A Comprehensive Guide to Hybrid Assembly Pipeline for Genomic Sequencing

Jan 11, 2024·
Yassir Boulaamane
Yassir Boulaamane
· 2 min read

Introduction

Microbial genomics provides a direct window into microbial diversity, function, and metabolic potential. Genomic sequencing has become a standard approach for characterizing both cultured and uncultured organisms.

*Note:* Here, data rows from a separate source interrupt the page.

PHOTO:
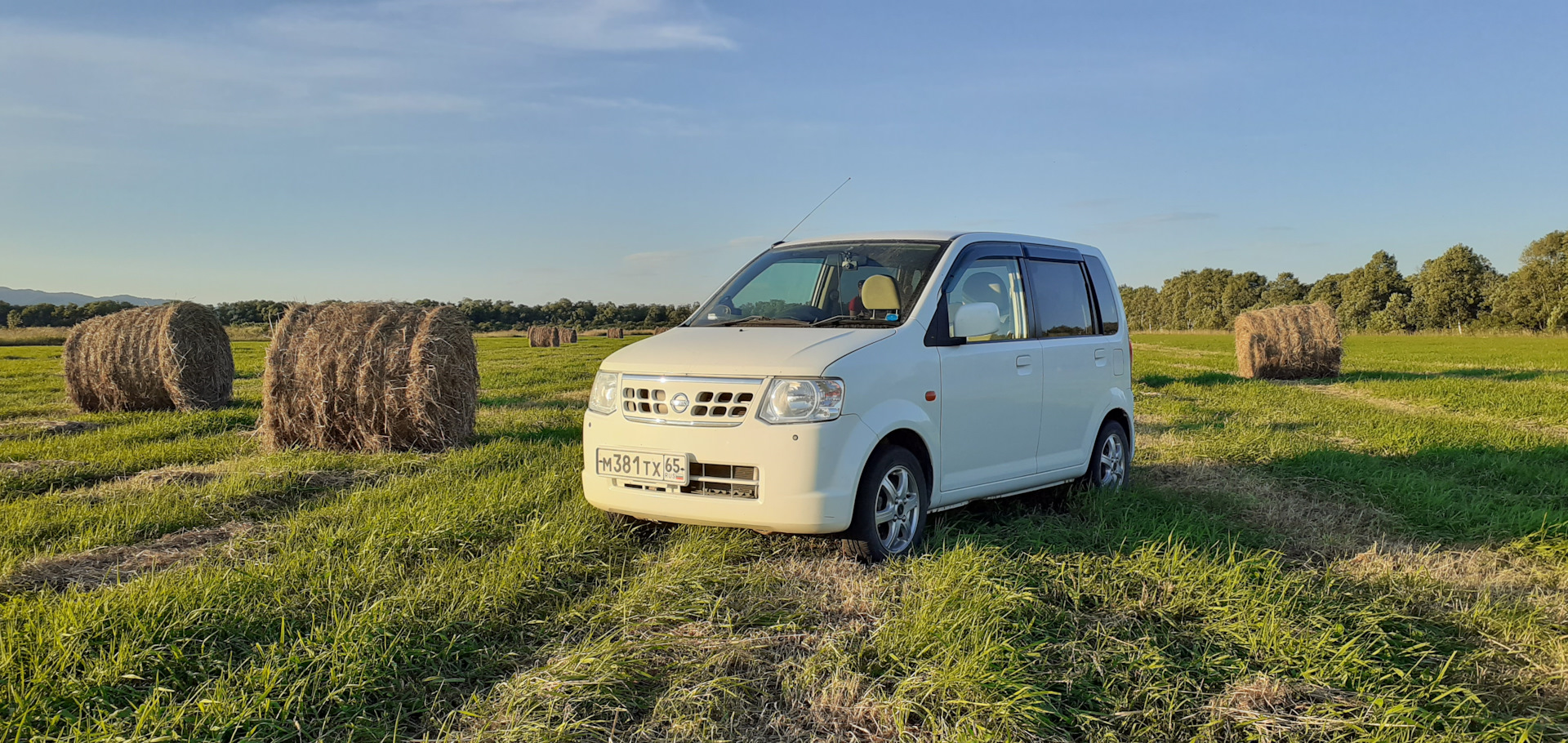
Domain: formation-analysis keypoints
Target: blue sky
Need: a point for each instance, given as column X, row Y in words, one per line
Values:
column 644, row 149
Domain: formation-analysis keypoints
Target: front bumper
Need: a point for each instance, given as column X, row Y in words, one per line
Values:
column 806, row 472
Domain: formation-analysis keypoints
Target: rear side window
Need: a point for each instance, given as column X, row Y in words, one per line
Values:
column 1104, row 293
column 1060, row 300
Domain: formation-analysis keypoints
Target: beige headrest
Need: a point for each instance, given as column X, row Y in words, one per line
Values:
column 880, row 293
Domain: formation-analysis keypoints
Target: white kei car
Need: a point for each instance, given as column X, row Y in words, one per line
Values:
column 855, row 385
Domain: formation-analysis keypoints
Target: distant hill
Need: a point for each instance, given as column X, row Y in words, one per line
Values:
column 35, row 296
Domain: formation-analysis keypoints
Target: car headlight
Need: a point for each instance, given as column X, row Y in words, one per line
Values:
column 802, row 400
column 604, row 392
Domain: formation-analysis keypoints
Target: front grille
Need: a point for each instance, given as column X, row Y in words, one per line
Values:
column 705, row 405
column 725, row 480
column 644, row 400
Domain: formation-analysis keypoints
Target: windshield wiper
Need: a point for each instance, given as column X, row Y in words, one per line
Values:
column 758, row 320
column 852, row 318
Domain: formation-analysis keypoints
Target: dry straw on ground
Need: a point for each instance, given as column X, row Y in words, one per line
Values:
column 371, row 376
column 105, row 567
column 167, row 358
column 1294, row 342
column 543, row 336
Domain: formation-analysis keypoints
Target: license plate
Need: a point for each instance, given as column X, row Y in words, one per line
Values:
column 640, row 466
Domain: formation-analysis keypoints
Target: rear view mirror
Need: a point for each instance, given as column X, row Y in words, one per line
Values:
column 978, row 318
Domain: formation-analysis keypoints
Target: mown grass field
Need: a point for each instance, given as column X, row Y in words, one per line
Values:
column 1377, row 558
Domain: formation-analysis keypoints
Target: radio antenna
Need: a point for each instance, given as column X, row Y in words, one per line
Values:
column 813, row 211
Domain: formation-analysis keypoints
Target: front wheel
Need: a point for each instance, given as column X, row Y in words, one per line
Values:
column 889, row 507
column 1107, row 463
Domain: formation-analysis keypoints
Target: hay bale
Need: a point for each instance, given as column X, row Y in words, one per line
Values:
column 165, row 358
column 1294, row 342
column 371, row 376
column 543, row 336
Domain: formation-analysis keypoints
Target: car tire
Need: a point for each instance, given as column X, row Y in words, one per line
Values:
column 891, row 507
column 1109, row 466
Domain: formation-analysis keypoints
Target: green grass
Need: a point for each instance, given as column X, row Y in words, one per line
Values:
column 475, row 596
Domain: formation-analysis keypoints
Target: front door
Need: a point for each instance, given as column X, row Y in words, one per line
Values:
column 991, row 386
column 1075, row 363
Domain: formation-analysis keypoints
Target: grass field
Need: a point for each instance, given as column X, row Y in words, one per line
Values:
column 1377, row 558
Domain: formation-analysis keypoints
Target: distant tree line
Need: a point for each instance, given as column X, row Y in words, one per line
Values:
column 485, row 314
column 1452, row 292
column 56, row 315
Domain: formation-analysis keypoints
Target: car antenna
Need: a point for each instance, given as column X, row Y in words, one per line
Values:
column 808, row 215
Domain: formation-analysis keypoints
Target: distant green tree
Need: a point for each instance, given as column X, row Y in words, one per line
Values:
column 1327, row 291
column 1286, row 289
column 1394, row 317
column 1366, row 291
column 1535, row 296
column 1242, row 292
column 1142, row 306
column 1450, row 289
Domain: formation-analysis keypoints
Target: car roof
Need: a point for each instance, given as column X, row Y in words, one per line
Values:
column 941, row 235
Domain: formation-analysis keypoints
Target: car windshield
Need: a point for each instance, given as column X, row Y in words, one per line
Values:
column 841, row 284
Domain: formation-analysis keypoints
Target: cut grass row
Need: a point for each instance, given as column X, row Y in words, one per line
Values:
column 475, row 596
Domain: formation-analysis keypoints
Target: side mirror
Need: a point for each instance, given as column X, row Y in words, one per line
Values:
column 979, row 318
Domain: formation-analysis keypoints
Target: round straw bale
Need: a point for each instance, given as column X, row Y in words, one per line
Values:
column 371, row 376
column 1293, row 342
column 543, row 336
column 163, row 358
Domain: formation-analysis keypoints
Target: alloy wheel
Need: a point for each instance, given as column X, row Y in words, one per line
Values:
column 898, row 509
column 1112, row 463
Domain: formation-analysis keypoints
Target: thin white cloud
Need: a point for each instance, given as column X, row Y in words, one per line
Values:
column 315, row 61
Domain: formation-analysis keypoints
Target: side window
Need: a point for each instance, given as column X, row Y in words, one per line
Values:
column 1104, row 293
column 1000, row 283
column 1060, row 300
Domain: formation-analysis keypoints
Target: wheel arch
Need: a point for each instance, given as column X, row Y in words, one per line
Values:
column 913, row 443
column 1121, row 416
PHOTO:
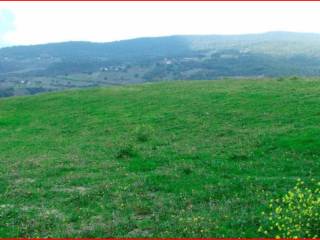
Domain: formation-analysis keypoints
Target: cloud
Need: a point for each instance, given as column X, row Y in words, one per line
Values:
column 6, row 25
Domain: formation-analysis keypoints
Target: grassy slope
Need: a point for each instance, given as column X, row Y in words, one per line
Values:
column 187, row 159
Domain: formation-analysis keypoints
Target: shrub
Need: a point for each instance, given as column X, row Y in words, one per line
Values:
column 296, row 215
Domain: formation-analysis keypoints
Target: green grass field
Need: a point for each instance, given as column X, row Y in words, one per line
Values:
column 172, row 159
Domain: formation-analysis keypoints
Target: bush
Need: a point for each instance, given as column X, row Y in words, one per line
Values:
column 296, row 215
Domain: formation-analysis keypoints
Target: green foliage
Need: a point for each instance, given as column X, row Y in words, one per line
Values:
column 296, row 215
column 144, row 133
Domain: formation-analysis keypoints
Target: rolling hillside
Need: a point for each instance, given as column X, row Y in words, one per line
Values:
column 182, row 159
column 59, row 66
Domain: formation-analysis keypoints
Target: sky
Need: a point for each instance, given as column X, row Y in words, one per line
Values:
column 24, row 23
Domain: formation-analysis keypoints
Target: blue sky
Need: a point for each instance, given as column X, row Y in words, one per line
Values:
column 24, row 23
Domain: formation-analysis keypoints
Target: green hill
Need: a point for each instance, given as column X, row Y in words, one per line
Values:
column 179, row 159
column 58, row 66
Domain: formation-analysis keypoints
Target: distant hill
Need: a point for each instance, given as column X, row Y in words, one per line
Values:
column 55, row 66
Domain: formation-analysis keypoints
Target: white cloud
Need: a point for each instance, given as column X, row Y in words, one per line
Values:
column 40, row 22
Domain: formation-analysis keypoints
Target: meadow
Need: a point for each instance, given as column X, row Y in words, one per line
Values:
column 169, row 159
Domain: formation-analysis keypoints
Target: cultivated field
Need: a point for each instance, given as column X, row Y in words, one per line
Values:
column 171, row 159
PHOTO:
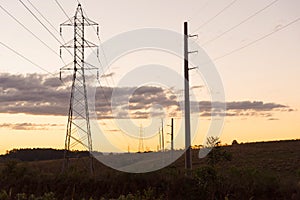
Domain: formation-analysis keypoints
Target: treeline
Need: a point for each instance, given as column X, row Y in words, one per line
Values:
column 39, row 154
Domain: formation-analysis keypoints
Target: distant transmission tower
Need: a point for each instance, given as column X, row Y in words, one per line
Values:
column 141, row 140
column 78, row 127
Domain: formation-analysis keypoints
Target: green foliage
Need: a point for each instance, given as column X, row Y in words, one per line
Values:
column 245, row 177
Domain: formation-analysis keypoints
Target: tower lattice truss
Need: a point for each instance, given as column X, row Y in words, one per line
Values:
column 78, row 126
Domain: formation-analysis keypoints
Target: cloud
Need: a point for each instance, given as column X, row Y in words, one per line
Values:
column 107, row 75
column 28, row 126
column 40, row 94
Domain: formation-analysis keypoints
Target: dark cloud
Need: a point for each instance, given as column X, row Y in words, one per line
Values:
column 40, row 94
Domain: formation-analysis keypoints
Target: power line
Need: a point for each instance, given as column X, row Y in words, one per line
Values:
column 24, row 57
column 215, row 16
column 242, row 22
column 63, row 10
column 34, row 35
column 43, row 25
column 257, row 40
column 105, row 58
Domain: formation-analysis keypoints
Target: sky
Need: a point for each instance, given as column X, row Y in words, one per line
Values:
column 252, row 44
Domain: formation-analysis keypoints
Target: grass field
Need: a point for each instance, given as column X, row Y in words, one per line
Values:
column 265, row 170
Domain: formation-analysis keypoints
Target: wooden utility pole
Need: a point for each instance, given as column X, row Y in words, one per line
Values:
column 188, row 156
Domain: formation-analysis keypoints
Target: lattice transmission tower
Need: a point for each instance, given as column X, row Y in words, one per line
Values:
column 78, row 126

This guide walks through a hybrid assembly pipeline that combines long reads (ONT) and short reads (Illumina), covering quality control, assembly, polishing, and assessment.


Requirements

Using Anaconda for Package Management

Anaconda - simplifies installing and managing bioinformatics tools.

conda create --name myenv
conda activate myenv

Quality Control Tools

  • NanoPlot - visualize quality metrics of long reads (ONT/PacBio).
  • FastQC - generate quality reports for short reads (Illumina).
  • Filtlong - filter and trim long reads by quality and length.

Assembly

  • Flye - long-read assembler optimized for ONT and PacBio data.

Polishing

  • Medaka - ONT neural-network-based polishing tool.
  • BWA - short-read aligner for mapping Illumina reads to assemblies.
  • PolyPolish - polishing tool that uses short-read alignments to correct assembly errors.

Assembly Assessment

  • BUSCO - assess genome completeness using universal single-copy orthologs.
  • QUAST - evaluate assembly quality with metrics like N50, misassemblies, and GC content.

Hybrid Assembly Pipeline

Quality Control

For Long Reads (ONT):

mkdir -p nanoplot_lr_raw
NanoPlot --fastq LR_input.fastq --N50 --verbose --outdir nanoplot_lr_raw/ -t 8

For Short Reads (Illumina): mkdir -p fastqc_reports fastqc SR_input_1.fastq SR_input_2.fastq -o fastqc_reports/ -t 8


Filter Long Reads

filtlong -1 SR_input_1.fastq -2 SR_input_2.fastq --min_length 1000 --keep_percent 90 LR_input.fastq > LR_filtered.fastq
mkdir -p nanoplot_lr_filtered
NanoPlot --fastq LR_filtered.fastq --N50 --verbose --outdir nanoplot_lr_filtered/ -t 8

Long Reads Assembly (Flye)

flye --nano-raw LR_filtered.fastq --out-dir Flye/ --threads 8 --scaffold -g 6m

First Polishing (Medaka)

conda activate medaka
medaka_consensus -i LR_filtered.fastq -d Flye/assembly.fasta -o Polish1/ -m r941_min_fast_g303 -t 8

Second Polishing (Polypolish)

mkdir -p Polish2
bwa index Polish1/consensus.fasta
bwa mem -t 8 -a Polish1/consensus.fasta SR_input_1.fastq > Polish2/alignments_1.sam
bwa mem -t 8 -a Polish1/consensus.fasta SR_input_2.fastq > Polish2/alignments_2.sam

polypolish_insert_filter.py   --in1 Polish2/alignments_1.sam   --in2 Polish2/alignments_2.sam   --out1 Polish2/filtered_1.sam   --out2 Polish2/filtered_2.sam

polypolish Polish1/consensus.fasta   Polish2/filtered_1.sam   Polish2/filtered_2.sam > final_assembly.fasta

Assembly Quality Assessment

conda activate busco
busco -i final_assembly.fasta -l bacteria_odb10 -m genome -o busco_final_assembly

quast -o quast_final_assembly -t 8 final_assembly.fasta

Annotation for 16S rRNA

Prokka

conda install -c conda-forge -c bioconda prokka
prokka --outdir prokka_annotation --prefix final_assembly final_assembly.fasta

RAST

Submit the genome via the RAST website for functional annotation.


Bottom Line

Combining long and short reads with thorough QC and polishing produces reliable, high-quality genome assemblies. Prokka and RAST provide complementary annotation, covering both gene prediction and functional assignment.